The assignment is very helpful, too. It forced me to use the knowledge I learned in this course, might be a little bit of hard for a beginner though. Nevertheless, you can still achieve a 100% score!
16 sept. 2017
I am very happy to go through this subject not because of the certification but I learned the steps to import and clean the data. Although this subject is no rocket science, a lot of the data available on the web will require the knowledge that I learned in this subject to enhance the integrity of the data that anyone can download from the web.
par Anthony S•
2 nov. 2016
Learned a lot! I have now dedicated more time to becoming a data analyst, and eventually a data scientist. The materials used in the videos were helpful and current (for me at least, 30 years young). I have started doing more learning on the kaggle platform as well as doing some hands-on Hadoop related training. Thanks to the professors!
par Carlos M•
19 oct. 2017
This course is fantastic! Through it was possible concretely to apply the concepts of BigData through the tool proposed for the course. Due to various difficulties I had to leave. But I'm coming back with all my might. Congratulations to all teachers who make no effort to pass on knowledge in a substantial and substantial way.
par Rodney J•
6 juin 2017
This is a terrific course on obtaining data from various sources and then cleaning the raw data obtained to form useful tidy data sets. The course material learned is reinforced using a very interesting peer-reviewed project based on accelerometer and gyroscopic data from collected from typical human activity.
par Murat Z•
11 févr. 2018
Great course for data mining and cleaning. If you planning to take Reproducible Research course, I'd recommend to at least audit that course's second week for markdown and knitr skills prior to taking Getting and Cleaning Data course, coz you're going to face need for those skills during the course project.
par Sachi B•
19 févr. 2018
Good intro to several commands needed for cleaning and preparing data. Final assignment was challenging enough that made me dig deeper into commands. Since there are several ways of accomplishing the same task in R, grading the other students helped see what others have done - some of them were slick!
par Aki T•
24 oct. 2019
This course was excellent and fundamental in order to even start a data analysis. It sets the foundation for how to read and treat the data, which is as the instructor mentioned, often overlooked. Thank you very much for taking the time to break the cleaning process into each comprehensive pieces.
par Nino P•
24 mai 2019
A bit tough course with topics of getting the data since I don't know much about file types, but cleaning part is a must do for every data scientist. dplyr and tidyverse is the base of R and nowadays I only use dplyr for my data wrangling.
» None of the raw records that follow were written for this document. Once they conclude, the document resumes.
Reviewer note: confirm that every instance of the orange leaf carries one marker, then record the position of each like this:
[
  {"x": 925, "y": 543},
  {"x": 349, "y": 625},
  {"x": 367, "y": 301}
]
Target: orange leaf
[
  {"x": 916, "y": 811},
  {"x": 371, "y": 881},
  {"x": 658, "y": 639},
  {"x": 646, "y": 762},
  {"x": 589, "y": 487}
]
Highly recommendable course and specialization.
par Sudheergouda P•
31 déc. 2018
The course project was really helpfull in understanding how the data is presented to datascientists. Now to get the jist of the data we have to go through assembling, cleaning and cutting the data.. It was a challenged to understand the data.. assembling the data was a lot of fun in R..
par Fernando V•
14 déc. 2016
A great course. I mean, It has not been easy, I have spent a lot of time in front of the PC practising and doing exercises, but this time and the tools that I have learned make me much more agile and confortable with R, and I have seen the big possibilities that this language has.
par Christopher L•
17 juil. 2017
great course, I am fairly familiar with R in my line of work but this was a great opportunity to practice web-scraping. I might even switch from a dplyr-centric wrangling workflow to one centered on data.table in my personal and professional work. more compact and faster!
par Carlos M•
21 déc. 2016
Difficult but valuable. You will be watching the videos repeatedly and become a regular at StockOverflow but it was completely worth it. Getting, cleaning, and processing data is pretty much 80%+ of the job, this course's information is vital to any future data worker.